Defining invisible audio
True invisible systems rely on exciter-based or Distributed Mode Loudspeaker (DML) technology, where sound is radiated through a flat surface rather than a cone and tweeter hidden behind plaster. These invisible speakers radiate sound across a much wider area than conventional loudspeakers (which conversely focus energy into defined listening angles). Their constant dispersion, approaching 180 degrees, creates a more homogeneous sound field as listeners move through a space. But that behaviour also means surfaces, materials and surrounding fixtures exert a strong influence over balance and output, making invisible audio more like a construction science.
Surfaces, materials and surrounding fixtures exert a strong influence over balance and output, making invisible audio more like a construction science.
Adrian Ickeringill, director of sales for EMEA at Sonance, explains: “An exciter-based speaker uses an exciter attached to something like glass or drywall, which then vibrates that material to creates sound. This approach introduces many variables: the type of material, how that material is attached to the wall structure, how well the exciter is attached to the material, and many other variables all come into play that can affect the sound quality.”

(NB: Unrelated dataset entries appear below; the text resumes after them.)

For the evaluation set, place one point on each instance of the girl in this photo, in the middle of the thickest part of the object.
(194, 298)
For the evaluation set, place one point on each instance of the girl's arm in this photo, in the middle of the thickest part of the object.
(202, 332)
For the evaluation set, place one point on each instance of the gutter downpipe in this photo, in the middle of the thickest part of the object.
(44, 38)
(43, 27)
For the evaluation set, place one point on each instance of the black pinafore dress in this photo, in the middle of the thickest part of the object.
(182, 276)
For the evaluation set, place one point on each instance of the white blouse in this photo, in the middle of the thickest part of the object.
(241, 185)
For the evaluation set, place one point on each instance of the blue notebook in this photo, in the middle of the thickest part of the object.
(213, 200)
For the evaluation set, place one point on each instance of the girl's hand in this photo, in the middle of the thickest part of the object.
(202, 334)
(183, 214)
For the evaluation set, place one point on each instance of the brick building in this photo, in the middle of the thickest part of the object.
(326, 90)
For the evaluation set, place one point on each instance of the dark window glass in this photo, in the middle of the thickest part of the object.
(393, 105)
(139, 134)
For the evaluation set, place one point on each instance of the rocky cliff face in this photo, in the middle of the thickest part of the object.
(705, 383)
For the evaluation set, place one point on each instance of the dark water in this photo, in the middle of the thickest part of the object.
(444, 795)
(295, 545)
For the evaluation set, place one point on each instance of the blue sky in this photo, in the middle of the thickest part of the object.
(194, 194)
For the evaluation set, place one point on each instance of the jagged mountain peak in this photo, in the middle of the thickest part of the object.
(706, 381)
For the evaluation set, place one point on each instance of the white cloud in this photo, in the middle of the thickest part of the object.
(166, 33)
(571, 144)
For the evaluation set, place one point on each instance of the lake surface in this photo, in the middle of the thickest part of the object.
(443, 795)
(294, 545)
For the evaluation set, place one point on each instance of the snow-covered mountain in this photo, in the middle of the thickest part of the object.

With a similar focus, Constantin Ranke from German specialist Cerasonar stresses that physical constraints can undermine audio integrity. “The point of invisible speakers is to hide advanced systems and maintain a clean living space,” the product designer explains. “But sound still depends on materials, placement and correct setup. Sometimes rattling or vibration only appears once the room is finished, often caused by surrounding accessories rather than the speaker itself.”
Materials and longevity
Cerasonar’s approach centralises its product development around longevity. Producing aluminium column speakers since 1999, the company transitioned into invisible audio over 15 years ago. Ranke says: “When we started developing invisible sound, we tested every material we thought was suitable. Sound quality comes first, but it also has to last. We focus specifically on panel thickness, surface mass and material stability over time.”
Larger, stiffer panels allow Cerasonar’s systems to transmit low frequencies more evenly than thinner alternatives, while thicker materials reduce the acoustic impact of paint or wallpaper applied during finishing. Additionally, integrated DSP presets and limiters aim to increase maximum sound pressure levels without compromising panel integrity. This is key to pushing invisible audio beyond background music into more demanding residential applications.
“Sound quality comes first, but it also has to last.”
“When we started, sound quality was good, but SPL wasn’t high enough for home cinema,” Ranke notes. “But today that’s no longer an issue, provided the system is designed correctly and supported by subwoofers and DSP.”
Moving the conversation forward, Ickeringill says invisible speakers can now compete with and even exceed the listening performance of visible speakers. “That's a meaningful shift from even five years ago,” he highlights. “The real commitment isn't to a product; it's to a process. These speakers need to be designed into the project from the start. Get that right, and the result is genuinely indistinguishable from a room that was never touched.”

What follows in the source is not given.